March 6, 2023
Audit Coverage in Office of Science Grants
Prior Office of Inspector General reports identified inadequate controls related to the Department of Energy’s administration and oversight of financial assistance awards, and the Department had not ensured that annual independent audits were performed, as required. Financial assistance audits are intended to determine whether the grantee has an internal control structure that provides reasonable assurance that grants are managed in compliance with Federal laws and regulations and award terms and conditions.
We conducted this audit to determine whether the Office of Science (Science) ensured that for-profit grantees were compliant with the audit requirements for Federal awards.
We found that Science did not always ensure that for-profit grantees were compliant with audit regulations, including unaudited award expenditures, late audit report submissions, use of incorrect regulations or audit type, and incomplete reporting packages.
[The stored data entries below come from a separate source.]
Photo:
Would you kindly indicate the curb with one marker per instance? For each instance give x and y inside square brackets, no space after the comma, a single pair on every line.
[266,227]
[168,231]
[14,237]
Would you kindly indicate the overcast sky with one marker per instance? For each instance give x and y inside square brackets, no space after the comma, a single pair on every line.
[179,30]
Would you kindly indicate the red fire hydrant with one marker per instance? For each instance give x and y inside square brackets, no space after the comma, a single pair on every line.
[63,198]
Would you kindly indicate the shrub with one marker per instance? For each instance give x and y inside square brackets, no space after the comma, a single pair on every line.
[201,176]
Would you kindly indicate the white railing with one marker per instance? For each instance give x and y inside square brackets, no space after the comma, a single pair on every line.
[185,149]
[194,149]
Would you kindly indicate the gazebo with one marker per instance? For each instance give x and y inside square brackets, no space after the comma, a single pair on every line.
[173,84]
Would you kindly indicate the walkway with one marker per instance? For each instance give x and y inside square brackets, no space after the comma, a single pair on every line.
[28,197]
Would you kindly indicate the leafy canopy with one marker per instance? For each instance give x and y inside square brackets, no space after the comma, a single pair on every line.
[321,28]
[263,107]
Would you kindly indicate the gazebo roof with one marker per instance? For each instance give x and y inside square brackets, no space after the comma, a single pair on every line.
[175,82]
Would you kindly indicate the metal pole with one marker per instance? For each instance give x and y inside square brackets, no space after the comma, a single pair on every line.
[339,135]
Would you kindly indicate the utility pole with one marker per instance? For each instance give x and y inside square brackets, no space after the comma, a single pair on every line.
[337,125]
These issues were due to Science lacking a system or tracking mechanism for monitoring grantees’ expenditures that may require an audit. Further, Science did not adequately review reporting packages or follow its reporting package review process. Finally, reduced staffing contributed to inadequate grant oversight.
Award expenditures totaling $56,835,650 that were not audited, as required per 2 Code of Federal Regulations § 910, exposes the Department to an increased risk of fraud, waste, and abuse. Therefore, we are questioning $56,835,650 in award expenditures as unresolved costs pending audit. Not adequately reviewing the reporting package and not following the review processes increases the risk of undetected noncompliance with Federal program requirements and grant award terms and conditions. Grantees who did not have the required audits performed have a higher risk of charging unallowable costs to the Department. Although the scope of this audit was grants to for-profit grantees within Science, it is important that the Department consider the report findings across the complex because the Department received significant funding under the Infrastructure Investment and Jobs Act and Inflation Reduction Act of 2022, and some of this funding will be awarded through financial assistance instruments, including grants.
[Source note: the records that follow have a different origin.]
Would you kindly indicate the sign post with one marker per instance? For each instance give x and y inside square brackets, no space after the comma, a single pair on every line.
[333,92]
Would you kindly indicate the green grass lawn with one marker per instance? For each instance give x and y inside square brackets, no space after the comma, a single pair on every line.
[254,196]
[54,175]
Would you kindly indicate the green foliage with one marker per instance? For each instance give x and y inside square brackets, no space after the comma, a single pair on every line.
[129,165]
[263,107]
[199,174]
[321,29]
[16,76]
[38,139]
To address the issues identified in this report, we have made five recommendations that, if fully implemented, should help ensure that grantees are compliant with Federal grant audit regulations.
In response to our Final Report on Audit Coverage in Office of Science Grants, four grantees provided written responses for the purpose of clarifying or providing additional context to specific references in the report. Three grantees did not agree with the dates of independent audit reports submitted to the Office of Chief Financial Officer (OCFO). One grantee submission date was prior to the date Science had previously provided to the Office of Inspector General and one grantee concurred with the date reported. The OCFO concurred with the original submission dates provided by two grantees. However, the OCFO disagreed with the submission dates provided by the other two grantees, asserting the submission dates were later than stated by the grantees. The dates provided by the grantees differed from Science and the OCFO because the Department’s visibility into its data is lacking; however, establishing a new tracking system as recommended in our report, should reduce future discrepancies.